God the Spirit is searching for earthen vessels that have no personal agendas and who are willing to completely surrender to His will and be consumed with Him at the total expense of even the slightest hint of personal gain, will, or recognition. That is a tall order for those who profess His name and yet live in a culture that is the antithesis of that in theory and practice. And since most of the visible church has adopted so much of the philosophy of the culture and trains its members to think and behave along those same lines then finding those who actually die to His Lordship is a great challenge. The material things of this world have muscle out spiritual affections; entertainment captures leisure time; success and money imprison our pursuits; and in effect our hearts and minds have been enlisted in the army of the culture both voluntarily and also with strong chains of worldly delusions.

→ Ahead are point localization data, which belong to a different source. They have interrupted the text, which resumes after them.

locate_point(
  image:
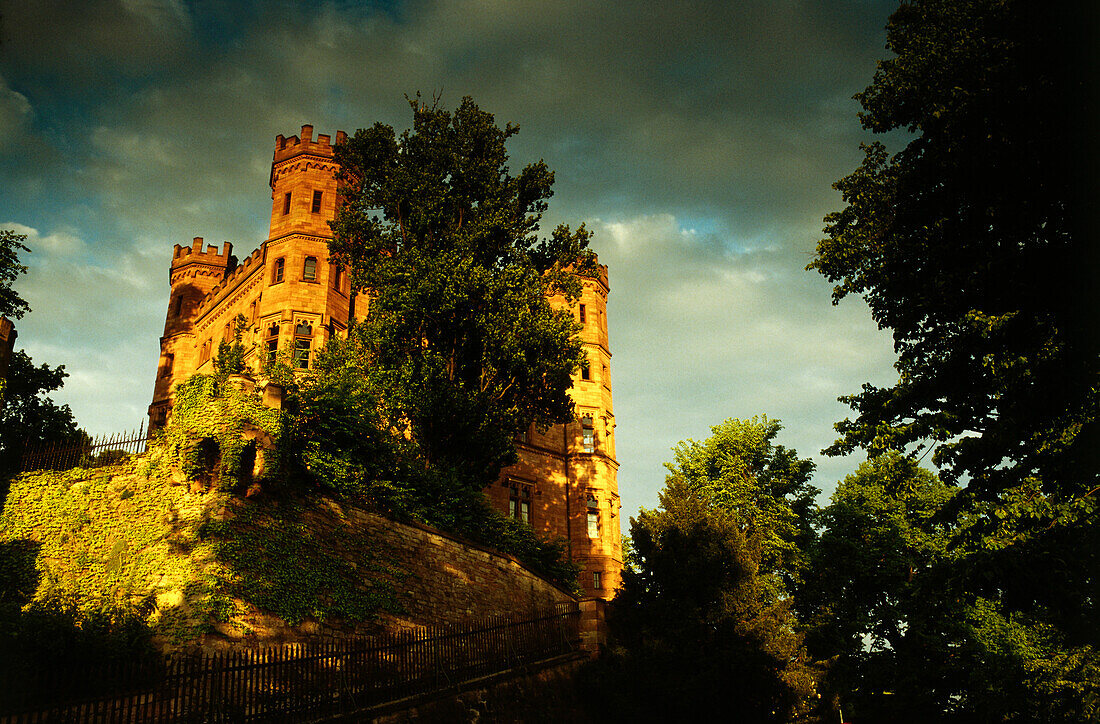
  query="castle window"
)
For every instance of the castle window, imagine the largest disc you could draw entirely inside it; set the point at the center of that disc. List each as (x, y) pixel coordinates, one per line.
(273, 343)
(519, 504)
(303, 339)
(593, 516)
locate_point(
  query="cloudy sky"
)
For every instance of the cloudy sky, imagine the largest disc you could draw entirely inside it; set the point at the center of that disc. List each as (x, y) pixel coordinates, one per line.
(699, 140)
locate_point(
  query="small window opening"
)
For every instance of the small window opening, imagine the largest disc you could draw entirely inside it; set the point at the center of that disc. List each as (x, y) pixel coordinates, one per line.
(593, 516)
(519, 504)
(303, 340)
(589, 434)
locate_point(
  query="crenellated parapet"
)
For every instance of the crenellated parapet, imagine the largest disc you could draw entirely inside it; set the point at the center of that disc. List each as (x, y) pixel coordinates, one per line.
(231, 280)
(289, 147)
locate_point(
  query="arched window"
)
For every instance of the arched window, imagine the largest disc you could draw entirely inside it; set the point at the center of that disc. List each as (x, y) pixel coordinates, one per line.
(519, 503)
(273, 342)
(593, 516)
(303, 340)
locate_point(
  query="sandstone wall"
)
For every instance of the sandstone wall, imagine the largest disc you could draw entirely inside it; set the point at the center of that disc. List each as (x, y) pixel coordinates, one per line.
(449, 580)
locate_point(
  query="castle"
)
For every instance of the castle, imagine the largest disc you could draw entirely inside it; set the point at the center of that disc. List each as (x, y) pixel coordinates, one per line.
(564, 483)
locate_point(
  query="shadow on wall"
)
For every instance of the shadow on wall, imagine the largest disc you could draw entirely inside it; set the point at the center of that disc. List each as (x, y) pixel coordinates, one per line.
(55, 640)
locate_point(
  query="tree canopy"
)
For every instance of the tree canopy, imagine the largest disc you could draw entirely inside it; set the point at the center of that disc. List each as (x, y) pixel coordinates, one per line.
(11, 305)
(696, 631)
(766, 485)
(975, 245)
(970, 244)
(443, 241)
(703, 624)
(26, 416)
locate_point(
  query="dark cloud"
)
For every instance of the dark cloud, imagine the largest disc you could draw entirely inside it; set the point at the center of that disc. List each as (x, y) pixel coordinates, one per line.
(699, 139)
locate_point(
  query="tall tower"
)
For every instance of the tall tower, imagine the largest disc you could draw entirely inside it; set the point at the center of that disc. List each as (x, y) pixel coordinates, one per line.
(193, 274)
(591, 467)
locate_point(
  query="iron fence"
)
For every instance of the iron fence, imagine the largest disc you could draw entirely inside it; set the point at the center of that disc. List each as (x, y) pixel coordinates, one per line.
(94, 452)
(298, 682)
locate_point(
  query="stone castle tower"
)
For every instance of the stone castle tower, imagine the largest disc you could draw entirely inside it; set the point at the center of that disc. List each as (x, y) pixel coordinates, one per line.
(289, 295)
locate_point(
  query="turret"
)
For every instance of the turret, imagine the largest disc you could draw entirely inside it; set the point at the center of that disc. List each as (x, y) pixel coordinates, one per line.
(193, 274)
(304, 185)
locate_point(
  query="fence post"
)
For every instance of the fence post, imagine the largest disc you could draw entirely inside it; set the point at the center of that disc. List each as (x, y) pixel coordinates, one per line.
(593, 625)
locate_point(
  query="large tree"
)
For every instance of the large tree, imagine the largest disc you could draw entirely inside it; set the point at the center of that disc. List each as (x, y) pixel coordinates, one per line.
(767, 485)
(974, 245)
(911, 639)
(28, 417)
(696, 631)
(444, 243)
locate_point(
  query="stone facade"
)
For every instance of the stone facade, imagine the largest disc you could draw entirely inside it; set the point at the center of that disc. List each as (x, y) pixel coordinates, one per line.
(564, 483)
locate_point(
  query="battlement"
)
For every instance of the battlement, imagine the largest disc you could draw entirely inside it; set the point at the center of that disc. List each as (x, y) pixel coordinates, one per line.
(288, 147)
(194, 254)
(242, 270)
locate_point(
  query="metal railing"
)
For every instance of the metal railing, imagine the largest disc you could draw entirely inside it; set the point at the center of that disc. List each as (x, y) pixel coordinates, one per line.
(94, 452)
(296, 682)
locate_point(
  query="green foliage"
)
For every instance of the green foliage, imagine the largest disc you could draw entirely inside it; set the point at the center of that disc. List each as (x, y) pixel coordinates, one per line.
(972, 244)
(112, 540)
(696, 634)
(279, 560)
(462, 340)
(11, 305)
(766, 485)
(915, 634)
(350, 442)
(205, 434)
(230, 358)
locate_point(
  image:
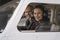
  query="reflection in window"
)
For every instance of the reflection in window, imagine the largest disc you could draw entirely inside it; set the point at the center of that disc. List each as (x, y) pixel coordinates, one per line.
(36, 17)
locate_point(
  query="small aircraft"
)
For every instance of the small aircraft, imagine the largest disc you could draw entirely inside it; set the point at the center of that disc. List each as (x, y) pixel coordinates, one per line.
(11, 31)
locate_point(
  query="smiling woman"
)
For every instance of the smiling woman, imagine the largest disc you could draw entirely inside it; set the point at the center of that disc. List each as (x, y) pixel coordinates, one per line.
(38, 19)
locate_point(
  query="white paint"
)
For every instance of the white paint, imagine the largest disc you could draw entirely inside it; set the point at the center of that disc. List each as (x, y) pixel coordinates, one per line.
(11, 32)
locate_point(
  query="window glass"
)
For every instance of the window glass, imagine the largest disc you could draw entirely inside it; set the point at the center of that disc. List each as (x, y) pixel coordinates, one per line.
(36, 18)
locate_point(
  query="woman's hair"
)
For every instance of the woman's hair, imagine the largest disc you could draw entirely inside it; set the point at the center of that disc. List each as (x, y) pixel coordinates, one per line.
(45, 12)
(40, 7)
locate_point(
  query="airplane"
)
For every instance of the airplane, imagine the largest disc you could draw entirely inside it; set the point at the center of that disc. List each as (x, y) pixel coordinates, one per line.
(11, 32)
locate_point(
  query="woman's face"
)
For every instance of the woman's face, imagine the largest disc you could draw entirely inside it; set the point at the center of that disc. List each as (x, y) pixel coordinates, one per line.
(38, 14)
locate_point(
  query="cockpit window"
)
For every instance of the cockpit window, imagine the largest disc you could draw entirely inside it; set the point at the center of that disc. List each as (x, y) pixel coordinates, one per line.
(36, 18)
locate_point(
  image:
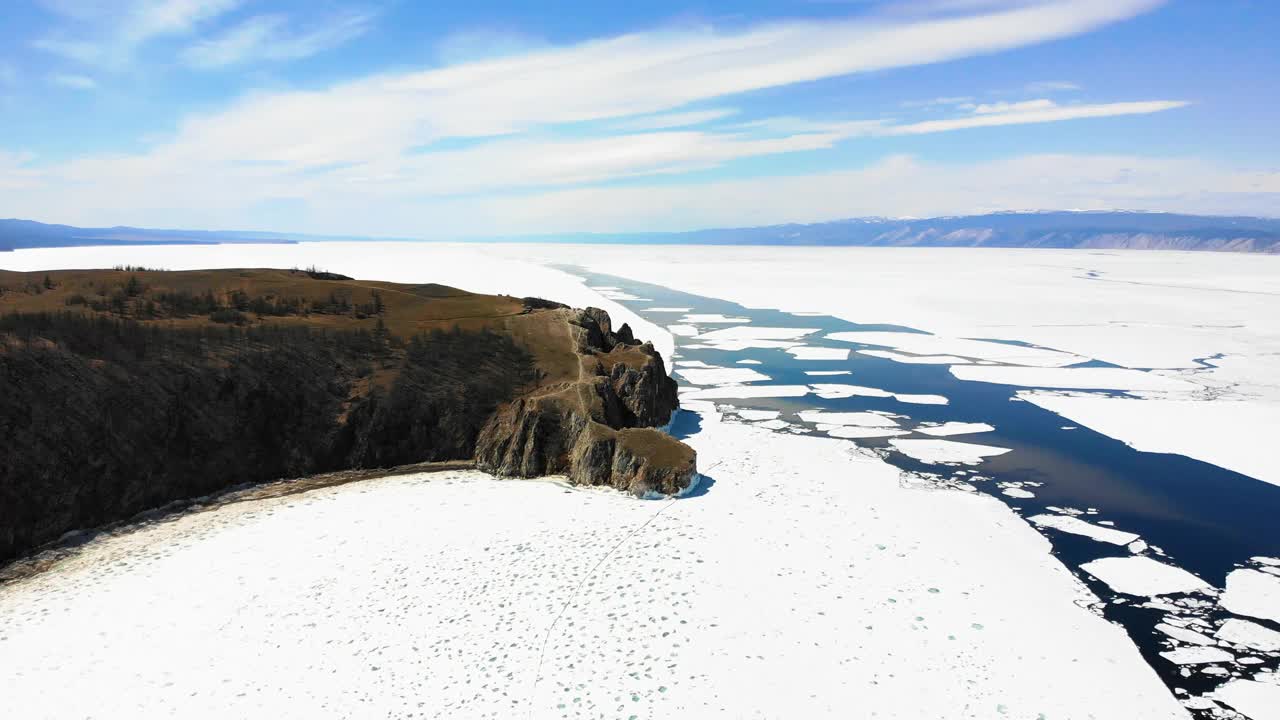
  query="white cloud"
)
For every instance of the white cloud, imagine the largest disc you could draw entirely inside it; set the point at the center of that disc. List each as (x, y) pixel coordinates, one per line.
(937, 101)
(992, 108)
(109, 33)
(268, 37)
(73, 81)
(900, 186)
(1051, 86)
(1033, 112)
(675, 119)
(369, 145)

And with this reality firmly in place and continuing to grow the glorious essence of spiritual humility goes unpracticed, unsought, and in reality unknown to the community of evangelical faith. Yes, American evangelicalism, regardless of its orthodox statements of faith and even its community of discerners, continues to operate almost exclusively in the flesh. Are there conferences which call people to come and humble themselves? Do churches hold all night prayer meetings designed to cultivate an atmosphere of brokenness and contrition? Catchy names, catchy slogans, modern looking buildings, created excitement, and great and swelling music programs are what attract people to the gatherings.
And the personality and oratorical prowess of the pastor is highlighted and most churches proudly place his name prominently on the outside sign and the literature of the church. But I ask you, who was the pastor at Corinth? At Ephesus? At Philippi? Why do we not know their names? And why do we not follow the New Testament template? It’s because we have embraced this culture of advertisement influence and marketing techniques. And after many decades of cultural conformity we now have an atmosphere which not only is not conducive for cultivating spiritual humility, but it openly rejects the very notion.
But if you are willing to let go of all of it; if you are willing to become as nothing save a following servant of Christ; if you are willing to find your self esteem completely in Him; and if you are willing to engage in a spiritual journey which is none of you and all of Him then you may find this thing we so effortlessly call humility. It is a great treasure of which few even seek much less find. But within that treasure there is great power which not only changes and transforms us, but also can be used by the Spirit to manifest the Person of Jesus and His eternal teachings. And let me repeat that sentence.
“But within that treasure there is great power which not only changes and transforms us but also can be used by the Spirit to manifest the Person of Jesus and His eternal teachings.”
Isn’t that what should be called “Christianity”?